Me abrió la puerta del coche para que subiera, lo cual era una galantería inusual en él.
– ¿Por qué no vamos al Glow, Vic? Tú y yo tenemos que ponernos al día en un montón de asuntos relacionados con la vida, no sólo con los seguros de vida.
Negué con la cabeza.
– Tengo que ir a Evanston a ver a Max Loewenthal. Pero te acepto la invitación para otro momento.
Murray se inclinó y me dio un beso en los labios, después cerró la puerta del coche rápidamente. Por el espejo retrovisor, lo vi quedarse allí, mirándome, hasta que mi coche desapareció por la rampa de salida.
El rostro de la fotografía
El Beth Israel queda bastante cerca de la autopista que tomo para ir a Evanston. Ya eran las diez, pero Max había querido que nos viésemos para hablar de todo aquel asunto. Se sentía profundamente solo puesto que Calia y Agnes ya se habían marchado a Londres, y Michael y Cari a San Francisco, para volver a reunirse con el conjunto Cellini.
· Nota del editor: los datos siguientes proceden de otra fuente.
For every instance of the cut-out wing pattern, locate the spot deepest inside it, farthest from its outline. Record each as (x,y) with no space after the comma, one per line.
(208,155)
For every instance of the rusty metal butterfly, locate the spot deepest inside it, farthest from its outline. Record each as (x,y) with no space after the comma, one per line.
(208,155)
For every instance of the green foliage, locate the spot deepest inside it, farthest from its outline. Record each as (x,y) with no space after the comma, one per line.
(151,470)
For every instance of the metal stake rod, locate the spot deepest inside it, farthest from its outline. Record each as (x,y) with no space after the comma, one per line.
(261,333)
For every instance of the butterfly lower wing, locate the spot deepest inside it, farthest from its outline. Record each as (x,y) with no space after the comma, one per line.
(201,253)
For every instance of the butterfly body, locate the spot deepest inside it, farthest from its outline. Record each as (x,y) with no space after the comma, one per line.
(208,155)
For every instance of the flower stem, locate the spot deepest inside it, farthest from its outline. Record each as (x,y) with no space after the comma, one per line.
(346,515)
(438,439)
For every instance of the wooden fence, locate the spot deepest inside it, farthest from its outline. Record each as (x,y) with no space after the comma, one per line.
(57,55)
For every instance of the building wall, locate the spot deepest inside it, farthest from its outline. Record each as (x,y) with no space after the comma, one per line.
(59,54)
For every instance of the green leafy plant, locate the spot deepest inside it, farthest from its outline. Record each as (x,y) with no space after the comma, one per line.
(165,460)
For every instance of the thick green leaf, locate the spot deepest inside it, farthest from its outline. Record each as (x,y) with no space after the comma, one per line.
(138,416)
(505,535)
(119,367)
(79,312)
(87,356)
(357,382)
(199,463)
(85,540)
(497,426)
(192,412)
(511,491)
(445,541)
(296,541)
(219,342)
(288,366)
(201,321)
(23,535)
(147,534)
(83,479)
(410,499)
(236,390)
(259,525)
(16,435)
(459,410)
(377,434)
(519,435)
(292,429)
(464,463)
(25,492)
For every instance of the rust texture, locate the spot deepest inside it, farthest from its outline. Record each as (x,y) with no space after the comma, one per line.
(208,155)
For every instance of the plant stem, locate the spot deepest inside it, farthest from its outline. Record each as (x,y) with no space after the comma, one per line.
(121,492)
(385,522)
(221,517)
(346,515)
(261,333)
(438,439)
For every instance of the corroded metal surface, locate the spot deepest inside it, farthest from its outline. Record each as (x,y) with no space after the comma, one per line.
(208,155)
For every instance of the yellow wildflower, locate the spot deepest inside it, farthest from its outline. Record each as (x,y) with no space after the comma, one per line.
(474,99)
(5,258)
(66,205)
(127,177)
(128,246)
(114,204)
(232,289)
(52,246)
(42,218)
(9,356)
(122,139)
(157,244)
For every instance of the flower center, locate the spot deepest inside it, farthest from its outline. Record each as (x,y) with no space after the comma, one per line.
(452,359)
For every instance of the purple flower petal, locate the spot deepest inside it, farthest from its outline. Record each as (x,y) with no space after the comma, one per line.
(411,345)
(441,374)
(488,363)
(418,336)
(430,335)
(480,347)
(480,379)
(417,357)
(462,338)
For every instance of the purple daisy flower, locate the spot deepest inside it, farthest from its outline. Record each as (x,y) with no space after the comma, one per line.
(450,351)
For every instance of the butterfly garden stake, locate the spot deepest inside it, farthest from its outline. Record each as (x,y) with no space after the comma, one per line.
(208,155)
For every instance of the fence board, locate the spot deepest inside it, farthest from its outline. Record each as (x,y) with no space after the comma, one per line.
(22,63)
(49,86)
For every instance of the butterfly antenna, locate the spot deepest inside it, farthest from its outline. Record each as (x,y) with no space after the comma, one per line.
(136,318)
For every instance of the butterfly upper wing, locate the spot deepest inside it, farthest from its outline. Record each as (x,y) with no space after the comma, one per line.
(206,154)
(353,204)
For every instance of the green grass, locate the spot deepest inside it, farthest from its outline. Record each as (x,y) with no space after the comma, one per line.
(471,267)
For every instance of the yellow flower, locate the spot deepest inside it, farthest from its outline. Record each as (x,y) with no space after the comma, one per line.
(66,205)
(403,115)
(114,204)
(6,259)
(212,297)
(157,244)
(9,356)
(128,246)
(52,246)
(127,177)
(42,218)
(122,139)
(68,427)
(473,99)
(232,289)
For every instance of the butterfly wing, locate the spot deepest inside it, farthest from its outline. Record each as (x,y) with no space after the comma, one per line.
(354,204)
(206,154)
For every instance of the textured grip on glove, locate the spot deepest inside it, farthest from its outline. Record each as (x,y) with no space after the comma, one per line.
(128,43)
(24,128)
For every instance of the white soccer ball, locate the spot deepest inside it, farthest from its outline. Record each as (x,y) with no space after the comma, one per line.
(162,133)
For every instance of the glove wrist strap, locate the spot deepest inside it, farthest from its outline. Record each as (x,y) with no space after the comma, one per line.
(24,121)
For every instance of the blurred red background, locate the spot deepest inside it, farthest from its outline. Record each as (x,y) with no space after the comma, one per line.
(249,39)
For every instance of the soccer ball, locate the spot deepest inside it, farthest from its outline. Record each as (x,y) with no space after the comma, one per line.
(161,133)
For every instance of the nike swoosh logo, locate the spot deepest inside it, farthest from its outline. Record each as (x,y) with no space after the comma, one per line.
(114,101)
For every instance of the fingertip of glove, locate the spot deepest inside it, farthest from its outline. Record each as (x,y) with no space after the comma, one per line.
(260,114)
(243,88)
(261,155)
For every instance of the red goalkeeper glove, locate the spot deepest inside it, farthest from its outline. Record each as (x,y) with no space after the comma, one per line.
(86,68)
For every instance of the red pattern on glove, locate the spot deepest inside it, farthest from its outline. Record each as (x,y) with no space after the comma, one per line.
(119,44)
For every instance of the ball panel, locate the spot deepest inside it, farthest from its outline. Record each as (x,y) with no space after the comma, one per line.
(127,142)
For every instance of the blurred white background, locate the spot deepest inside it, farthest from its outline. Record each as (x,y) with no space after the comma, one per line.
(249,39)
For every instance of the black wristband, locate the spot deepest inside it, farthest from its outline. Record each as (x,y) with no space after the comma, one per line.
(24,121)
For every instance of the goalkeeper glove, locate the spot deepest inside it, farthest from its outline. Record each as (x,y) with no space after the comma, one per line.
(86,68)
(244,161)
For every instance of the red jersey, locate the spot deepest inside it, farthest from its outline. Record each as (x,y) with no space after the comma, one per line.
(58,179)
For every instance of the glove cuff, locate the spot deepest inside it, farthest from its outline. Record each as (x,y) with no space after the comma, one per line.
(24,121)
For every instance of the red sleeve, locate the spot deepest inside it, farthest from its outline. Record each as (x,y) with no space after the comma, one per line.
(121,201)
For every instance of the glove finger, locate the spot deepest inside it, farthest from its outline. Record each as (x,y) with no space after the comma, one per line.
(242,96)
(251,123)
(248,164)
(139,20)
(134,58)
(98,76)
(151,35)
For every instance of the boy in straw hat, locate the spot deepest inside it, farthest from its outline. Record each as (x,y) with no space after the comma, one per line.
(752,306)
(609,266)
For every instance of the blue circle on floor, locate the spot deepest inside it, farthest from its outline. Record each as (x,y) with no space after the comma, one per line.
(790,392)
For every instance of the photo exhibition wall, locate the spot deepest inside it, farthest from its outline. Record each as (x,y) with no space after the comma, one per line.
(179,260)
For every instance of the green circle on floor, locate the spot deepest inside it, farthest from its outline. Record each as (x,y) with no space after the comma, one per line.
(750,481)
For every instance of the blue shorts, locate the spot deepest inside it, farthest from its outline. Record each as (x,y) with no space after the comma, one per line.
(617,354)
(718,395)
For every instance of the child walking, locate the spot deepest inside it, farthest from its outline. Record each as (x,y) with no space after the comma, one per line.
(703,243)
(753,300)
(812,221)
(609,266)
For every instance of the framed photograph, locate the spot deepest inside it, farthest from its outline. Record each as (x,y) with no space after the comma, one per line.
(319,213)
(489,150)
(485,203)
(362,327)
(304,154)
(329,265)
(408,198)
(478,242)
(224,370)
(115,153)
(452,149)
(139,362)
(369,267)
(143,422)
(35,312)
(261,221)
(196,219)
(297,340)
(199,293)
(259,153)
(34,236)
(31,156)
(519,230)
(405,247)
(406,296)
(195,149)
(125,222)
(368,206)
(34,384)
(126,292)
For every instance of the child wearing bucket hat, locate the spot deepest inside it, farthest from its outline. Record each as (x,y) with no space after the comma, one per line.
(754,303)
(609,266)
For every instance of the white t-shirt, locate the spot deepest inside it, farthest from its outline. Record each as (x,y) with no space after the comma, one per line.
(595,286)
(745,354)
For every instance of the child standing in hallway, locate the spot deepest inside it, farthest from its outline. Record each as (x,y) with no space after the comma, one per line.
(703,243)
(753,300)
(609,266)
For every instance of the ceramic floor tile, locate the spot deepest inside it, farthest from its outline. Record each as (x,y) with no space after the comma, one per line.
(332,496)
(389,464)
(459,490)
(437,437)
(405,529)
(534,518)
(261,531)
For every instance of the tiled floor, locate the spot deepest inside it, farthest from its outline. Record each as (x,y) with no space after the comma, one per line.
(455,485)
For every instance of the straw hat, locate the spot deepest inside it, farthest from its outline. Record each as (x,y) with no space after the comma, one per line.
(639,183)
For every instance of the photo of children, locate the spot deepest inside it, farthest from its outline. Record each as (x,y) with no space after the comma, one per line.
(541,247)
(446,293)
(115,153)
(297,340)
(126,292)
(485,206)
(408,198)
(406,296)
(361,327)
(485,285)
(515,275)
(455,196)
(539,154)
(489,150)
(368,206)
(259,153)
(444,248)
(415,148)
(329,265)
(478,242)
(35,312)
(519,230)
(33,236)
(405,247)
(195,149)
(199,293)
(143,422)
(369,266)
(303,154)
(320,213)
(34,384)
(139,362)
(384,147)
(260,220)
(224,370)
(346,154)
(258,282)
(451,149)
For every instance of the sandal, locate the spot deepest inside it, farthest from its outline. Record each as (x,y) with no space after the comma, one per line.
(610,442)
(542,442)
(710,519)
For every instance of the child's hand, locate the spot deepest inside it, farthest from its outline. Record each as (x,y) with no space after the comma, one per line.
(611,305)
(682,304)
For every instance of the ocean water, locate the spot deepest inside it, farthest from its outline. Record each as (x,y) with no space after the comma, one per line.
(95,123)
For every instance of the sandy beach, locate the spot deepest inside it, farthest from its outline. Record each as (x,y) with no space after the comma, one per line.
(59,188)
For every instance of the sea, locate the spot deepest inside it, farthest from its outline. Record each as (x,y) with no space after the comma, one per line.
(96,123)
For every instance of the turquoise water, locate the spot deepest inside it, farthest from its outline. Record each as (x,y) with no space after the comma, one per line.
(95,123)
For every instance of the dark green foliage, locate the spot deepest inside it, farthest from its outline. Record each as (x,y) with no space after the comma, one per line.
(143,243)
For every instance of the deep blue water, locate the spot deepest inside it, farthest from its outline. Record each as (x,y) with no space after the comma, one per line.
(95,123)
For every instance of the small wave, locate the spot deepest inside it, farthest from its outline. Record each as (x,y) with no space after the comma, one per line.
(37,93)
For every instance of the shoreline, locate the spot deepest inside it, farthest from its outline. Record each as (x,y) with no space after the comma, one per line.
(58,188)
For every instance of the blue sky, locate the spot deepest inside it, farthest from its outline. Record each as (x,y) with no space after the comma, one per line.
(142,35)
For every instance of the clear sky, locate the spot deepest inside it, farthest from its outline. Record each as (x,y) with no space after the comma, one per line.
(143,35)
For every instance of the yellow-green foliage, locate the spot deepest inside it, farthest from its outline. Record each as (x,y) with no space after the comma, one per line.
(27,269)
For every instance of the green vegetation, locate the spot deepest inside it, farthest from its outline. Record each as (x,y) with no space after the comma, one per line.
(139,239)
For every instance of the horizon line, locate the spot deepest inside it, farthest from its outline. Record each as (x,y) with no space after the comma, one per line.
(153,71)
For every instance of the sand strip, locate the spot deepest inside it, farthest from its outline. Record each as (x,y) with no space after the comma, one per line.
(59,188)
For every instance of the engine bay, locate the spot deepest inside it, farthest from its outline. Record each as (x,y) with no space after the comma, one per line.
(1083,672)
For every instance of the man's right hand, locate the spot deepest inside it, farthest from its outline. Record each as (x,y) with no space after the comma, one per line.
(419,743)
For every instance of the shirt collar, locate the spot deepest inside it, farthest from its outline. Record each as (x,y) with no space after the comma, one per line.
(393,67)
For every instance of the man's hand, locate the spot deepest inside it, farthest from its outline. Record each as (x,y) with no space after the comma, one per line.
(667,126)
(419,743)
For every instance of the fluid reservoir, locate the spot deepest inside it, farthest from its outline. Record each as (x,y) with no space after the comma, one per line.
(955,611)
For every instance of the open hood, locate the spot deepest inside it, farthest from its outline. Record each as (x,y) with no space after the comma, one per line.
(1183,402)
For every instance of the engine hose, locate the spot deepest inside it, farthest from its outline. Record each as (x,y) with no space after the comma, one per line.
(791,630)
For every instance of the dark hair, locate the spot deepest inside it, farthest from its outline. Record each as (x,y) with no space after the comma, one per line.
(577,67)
Max me dio de cenar pollo asado frío y una copa de St. Emilion, un tinto que me devolvió el calor y el alma al cuerpo. Le conté todo lo que sabía, lo que sospechaba y el desenlace que preveía. Se tomó el asunto del concejal Durham con más filosofía que yo, pero estaba desilusionado de que Posner no se hubiese visto implicado en ninguno de los escándalos.
– ¿Estás segura de que no ha representado ningún papel en todo esto? ¿Algo que tú puedas contar y que lo obligue a alejarse del hospital?
– Sólo es un fanático -dije, aceptando otra copa de vino-. Aunque, al final, acaban siendo más peligrosos que las personas como Durham, que siguen las reglas del juego, bueno, tomándoselas como un juego, para acceder al poder, a un alto cargo o al dinero. Pero, si damos con Lotty y encontramos los cuadernos de Ulrich, podremos hacer públicos esos seguros de vida que Edelweiss o Nesthorn contrataron durante la década de 1930. Podremos forzar a la Asamblea Legislativa de Illinois a revisar la Ley sobre la Recuperación de los Bienes de las Víctimas del Holocausto. Y Posner y sus macabeos volverán al centro, a manifestarse delante de Ajax o del edificio del estado de Illinois y así te lo quitarás de encima.